Investing apps such as Robinhood, popular online trends, and cryptocurrency's rise have inspired retail investors to enter the market. Retail investors are individuals who act on their own without professional assistance. They tend to trade fewer stocks than professional investors and invest for immediate gain instead of long-term goals.
Recently, retail investors have started to exit the market or transition to more secure investments. Some are seeking advice from professionals before they trade.
Upcoming Recession May Drop Stock Prices
The potential recession threatens to tank stock prices, leaving retail investors to sell their stocks and recover as much money as possible. New businesses with volatile stock prices are particularly vulnerable. Other traders worry that their stocks won't experience growth. Plus, individuals often have to pay higher trading and commission fees than experienced investors.

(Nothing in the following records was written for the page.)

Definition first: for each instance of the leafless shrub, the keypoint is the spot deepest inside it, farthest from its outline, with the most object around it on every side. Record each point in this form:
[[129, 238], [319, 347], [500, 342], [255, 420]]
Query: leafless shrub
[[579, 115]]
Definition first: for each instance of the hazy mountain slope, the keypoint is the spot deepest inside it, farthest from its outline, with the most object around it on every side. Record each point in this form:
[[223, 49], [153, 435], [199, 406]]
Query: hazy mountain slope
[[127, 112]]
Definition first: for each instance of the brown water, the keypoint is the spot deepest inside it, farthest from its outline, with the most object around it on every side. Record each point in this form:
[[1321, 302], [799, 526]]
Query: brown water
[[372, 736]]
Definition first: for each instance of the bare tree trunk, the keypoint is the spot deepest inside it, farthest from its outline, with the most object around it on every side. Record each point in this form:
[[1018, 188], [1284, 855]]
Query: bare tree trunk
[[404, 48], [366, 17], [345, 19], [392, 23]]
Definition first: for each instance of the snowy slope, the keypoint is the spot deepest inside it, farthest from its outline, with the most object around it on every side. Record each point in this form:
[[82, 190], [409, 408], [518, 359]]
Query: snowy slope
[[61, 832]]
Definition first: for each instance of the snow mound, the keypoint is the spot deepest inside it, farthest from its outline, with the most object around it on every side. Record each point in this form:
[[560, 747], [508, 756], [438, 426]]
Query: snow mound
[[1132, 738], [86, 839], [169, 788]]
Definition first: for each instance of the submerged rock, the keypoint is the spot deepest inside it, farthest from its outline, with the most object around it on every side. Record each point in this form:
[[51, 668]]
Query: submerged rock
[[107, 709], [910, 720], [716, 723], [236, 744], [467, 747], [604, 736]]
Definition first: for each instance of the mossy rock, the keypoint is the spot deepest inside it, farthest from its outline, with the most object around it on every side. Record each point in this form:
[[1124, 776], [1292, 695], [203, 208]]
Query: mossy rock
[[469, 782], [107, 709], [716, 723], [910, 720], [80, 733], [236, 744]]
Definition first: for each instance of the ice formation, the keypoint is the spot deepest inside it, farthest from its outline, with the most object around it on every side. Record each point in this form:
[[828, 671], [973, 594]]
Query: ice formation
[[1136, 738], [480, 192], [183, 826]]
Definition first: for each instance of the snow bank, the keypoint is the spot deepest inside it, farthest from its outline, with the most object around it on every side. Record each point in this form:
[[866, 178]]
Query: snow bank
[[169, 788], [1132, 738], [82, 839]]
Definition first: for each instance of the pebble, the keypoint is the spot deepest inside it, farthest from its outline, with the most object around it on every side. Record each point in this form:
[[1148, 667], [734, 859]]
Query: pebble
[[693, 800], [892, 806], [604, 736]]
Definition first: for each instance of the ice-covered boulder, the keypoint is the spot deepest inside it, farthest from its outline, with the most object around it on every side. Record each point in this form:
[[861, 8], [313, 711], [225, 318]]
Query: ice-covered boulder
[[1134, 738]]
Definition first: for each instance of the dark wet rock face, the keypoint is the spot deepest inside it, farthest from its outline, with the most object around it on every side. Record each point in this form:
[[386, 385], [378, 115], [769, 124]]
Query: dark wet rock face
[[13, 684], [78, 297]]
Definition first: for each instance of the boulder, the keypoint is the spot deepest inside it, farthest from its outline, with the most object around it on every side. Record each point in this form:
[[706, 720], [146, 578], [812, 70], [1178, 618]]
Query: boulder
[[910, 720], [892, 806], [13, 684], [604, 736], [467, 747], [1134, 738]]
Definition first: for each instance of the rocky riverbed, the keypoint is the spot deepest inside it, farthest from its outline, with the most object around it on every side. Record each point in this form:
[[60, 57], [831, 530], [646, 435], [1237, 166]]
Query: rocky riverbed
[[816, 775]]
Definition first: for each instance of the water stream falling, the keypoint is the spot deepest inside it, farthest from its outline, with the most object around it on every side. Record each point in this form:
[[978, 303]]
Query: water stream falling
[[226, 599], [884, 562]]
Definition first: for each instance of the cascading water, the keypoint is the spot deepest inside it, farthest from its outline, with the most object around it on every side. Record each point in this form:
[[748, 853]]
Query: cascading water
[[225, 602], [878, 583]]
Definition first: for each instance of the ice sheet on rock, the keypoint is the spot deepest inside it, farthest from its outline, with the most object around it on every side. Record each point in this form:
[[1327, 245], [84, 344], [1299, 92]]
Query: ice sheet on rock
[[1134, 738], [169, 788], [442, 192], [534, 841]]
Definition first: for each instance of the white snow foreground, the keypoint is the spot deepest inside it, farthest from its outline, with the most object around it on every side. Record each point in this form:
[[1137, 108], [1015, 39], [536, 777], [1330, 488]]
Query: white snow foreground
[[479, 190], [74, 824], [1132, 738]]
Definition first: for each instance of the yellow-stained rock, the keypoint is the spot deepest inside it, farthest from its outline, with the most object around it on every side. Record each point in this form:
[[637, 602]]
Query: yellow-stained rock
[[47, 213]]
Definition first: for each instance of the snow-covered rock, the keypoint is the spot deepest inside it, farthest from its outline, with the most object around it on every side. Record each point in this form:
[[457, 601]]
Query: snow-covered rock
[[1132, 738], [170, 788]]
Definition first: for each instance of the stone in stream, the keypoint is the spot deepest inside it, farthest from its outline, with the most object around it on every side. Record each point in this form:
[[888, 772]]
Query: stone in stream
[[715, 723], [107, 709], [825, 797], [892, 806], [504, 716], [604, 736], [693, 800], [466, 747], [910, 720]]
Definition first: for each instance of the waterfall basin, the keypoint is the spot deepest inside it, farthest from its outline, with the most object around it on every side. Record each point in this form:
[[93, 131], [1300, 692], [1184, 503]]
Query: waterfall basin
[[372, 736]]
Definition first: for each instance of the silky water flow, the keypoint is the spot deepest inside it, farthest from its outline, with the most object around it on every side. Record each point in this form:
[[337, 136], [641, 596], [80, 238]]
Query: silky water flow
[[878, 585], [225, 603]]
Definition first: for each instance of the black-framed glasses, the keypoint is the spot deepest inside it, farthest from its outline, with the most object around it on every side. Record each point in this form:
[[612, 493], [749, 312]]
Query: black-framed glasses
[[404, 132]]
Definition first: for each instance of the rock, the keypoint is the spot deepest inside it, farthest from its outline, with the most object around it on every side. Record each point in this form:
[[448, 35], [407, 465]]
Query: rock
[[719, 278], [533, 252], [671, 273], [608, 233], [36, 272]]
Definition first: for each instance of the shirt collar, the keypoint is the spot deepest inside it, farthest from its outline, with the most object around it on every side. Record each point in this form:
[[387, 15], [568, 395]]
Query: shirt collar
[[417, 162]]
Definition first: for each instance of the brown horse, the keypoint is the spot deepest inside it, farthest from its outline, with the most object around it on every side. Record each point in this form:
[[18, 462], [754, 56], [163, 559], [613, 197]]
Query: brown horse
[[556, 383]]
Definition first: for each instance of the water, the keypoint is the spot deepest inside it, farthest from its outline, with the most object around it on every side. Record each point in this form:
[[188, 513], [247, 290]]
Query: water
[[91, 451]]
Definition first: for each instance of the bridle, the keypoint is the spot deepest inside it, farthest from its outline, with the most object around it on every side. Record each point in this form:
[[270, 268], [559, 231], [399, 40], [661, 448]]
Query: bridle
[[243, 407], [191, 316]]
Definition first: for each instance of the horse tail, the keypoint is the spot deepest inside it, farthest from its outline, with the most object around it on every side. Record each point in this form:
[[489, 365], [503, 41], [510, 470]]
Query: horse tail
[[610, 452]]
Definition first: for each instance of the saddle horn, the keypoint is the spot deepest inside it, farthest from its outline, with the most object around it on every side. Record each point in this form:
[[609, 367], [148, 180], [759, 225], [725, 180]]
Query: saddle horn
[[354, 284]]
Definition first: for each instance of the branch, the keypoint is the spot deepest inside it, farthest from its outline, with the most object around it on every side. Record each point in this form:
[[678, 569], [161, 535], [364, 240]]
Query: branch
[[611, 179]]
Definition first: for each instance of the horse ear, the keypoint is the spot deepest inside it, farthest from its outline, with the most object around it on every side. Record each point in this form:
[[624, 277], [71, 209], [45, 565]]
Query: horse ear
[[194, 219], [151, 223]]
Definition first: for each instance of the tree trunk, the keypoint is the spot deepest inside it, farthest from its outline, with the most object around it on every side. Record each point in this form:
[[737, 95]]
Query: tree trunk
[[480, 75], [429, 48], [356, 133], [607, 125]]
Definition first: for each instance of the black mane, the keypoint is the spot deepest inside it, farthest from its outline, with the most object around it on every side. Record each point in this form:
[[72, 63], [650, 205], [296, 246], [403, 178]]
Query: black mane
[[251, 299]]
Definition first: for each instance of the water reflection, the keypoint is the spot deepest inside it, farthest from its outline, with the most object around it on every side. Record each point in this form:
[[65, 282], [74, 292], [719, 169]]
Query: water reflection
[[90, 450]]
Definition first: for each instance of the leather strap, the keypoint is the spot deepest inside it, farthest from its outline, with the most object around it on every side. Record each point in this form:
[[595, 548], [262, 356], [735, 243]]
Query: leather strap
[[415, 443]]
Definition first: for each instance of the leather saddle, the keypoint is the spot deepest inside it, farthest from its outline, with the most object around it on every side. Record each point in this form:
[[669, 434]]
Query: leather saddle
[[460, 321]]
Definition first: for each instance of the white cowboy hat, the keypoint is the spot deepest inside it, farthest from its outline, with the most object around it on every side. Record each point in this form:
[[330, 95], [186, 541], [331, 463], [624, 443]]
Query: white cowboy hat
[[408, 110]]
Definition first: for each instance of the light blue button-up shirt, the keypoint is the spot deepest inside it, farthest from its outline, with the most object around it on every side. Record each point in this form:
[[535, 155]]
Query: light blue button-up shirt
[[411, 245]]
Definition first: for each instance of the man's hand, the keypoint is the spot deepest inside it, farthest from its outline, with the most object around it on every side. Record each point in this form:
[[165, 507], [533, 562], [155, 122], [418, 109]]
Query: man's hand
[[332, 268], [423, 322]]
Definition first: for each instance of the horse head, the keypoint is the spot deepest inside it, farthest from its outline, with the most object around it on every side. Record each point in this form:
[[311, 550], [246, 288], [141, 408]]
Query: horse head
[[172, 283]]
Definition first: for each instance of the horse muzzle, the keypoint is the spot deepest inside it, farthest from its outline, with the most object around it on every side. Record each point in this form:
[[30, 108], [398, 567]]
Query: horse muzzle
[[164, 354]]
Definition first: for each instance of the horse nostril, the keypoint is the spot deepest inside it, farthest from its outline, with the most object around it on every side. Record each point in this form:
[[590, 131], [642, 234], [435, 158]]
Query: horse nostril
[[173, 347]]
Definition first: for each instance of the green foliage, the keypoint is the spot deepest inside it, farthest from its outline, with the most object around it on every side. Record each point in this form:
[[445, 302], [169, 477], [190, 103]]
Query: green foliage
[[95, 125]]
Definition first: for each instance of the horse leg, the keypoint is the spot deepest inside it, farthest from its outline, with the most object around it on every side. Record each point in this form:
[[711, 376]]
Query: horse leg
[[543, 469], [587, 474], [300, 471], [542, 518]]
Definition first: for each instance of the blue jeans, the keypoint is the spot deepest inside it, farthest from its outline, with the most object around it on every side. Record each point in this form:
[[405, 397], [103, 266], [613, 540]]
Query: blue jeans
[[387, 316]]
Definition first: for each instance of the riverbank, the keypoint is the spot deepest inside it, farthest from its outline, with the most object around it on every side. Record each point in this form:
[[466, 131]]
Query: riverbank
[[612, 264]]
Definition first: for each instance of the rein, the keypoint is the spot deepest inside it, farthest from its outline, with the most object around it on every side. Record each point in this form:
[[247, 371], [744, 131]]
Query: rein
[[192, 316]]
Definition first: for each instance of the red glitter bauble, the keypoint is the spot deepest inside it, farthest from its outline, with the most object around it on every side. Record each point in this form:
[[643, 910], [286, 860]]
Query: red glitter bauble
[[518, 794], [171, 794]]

Likewise, inflation may force individual investors to sell their stocks to afford living expenses. Others borrowed money with increasingly high interest rates. Many traders are simply losing interest in the stock market, leading to declining and steadying prices as the craze wanes.
Investors Want More Security
Popular stocks might temporarily skyrocket, but some investments plunge when the frenzy is over, leaving retail investors to sell their stocks for a fraction of the cost. Additionally, start-up companies often have uncertain futures. Some people jump on the latest digital trends only to end up with worthless stock after a scandal or business closure.
Individual investors may shift to traditional stocks in the coming months that have fewer risks but steadier long-term gains. These may include shares in established businesses that have traded for years, plus savings bonds, savings accounts, and certificates of deposit.
Overall, retail investors may leave the market or seek professional advice as they prepare for a possible recession.